Wczoraj szef grupy Wagnera 
Jewgienij Prigożyn
 poinformował, że jego najemnicy 
przejęli pełną kontrolę 
nad
 Bachmutem
. Według zapowiedzi Prigożyna od 25 maja ukraińskie miasto będą przejmowały regularne oddziały rosyjskiej armii.
Nie potwierdzały tego władze Ukrainy, które twierdził, że miasto
 wciąż jest w rękach Ukraińców
, jednak sytuacja jest krytyczna.
Teraz do sprawy odniósł się prezydent Ukrainy 
Wołodymyr Zełeński
, który przebywa obecnie na 
szczycie państw G7 w Hiroszimie. 
Na pytanie dziennikarza, czy Bachmut jest pod kontrolą wojsk ukraińskich, odpowiedział: ''Sądzę, że nie''.

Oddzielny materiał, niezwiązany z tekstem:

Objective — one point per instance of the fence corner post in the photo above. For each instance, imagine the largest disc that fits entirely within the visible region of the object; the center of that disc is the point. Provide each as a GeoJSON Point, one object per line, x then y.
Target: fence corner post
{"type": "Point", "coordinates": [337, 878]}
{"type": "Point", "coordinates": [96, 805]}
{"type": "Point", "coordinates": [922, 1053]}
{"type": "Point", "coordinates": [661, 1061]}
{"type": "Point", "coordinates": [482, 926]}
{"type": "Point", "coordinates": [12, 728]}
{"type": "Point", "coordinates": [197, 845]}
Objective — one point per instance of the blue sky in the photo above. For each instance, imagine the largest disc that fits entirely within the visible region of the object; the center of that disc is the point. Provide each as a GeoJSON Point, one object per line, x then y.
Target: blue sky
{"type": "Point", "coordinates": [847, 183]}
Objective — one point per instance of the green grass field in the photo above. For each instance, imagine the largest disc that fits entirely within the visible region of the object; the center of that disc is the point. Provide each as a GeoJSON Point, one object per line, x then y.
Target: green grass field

- To jest tragedia. Tam już nic nie ma.
 Dzisiaj Bachmut jest już tylko w naszych sercach
 - dodał. 
Z kolei w porannym raporcie
 Sztab Generalny Sił Zbrojnych Ukrainy
 zaznacza, że 
walki o miasto nie ustają:
"W kierunku Bachmutu wróg kontynuuje działania ofensywne. Walki o miasto Bachmut nie ustają. W ciągu dnia nieprzyjaciel prowadził nieudane akcje ofensywne i dokonał nalotów rakietowych" - podano.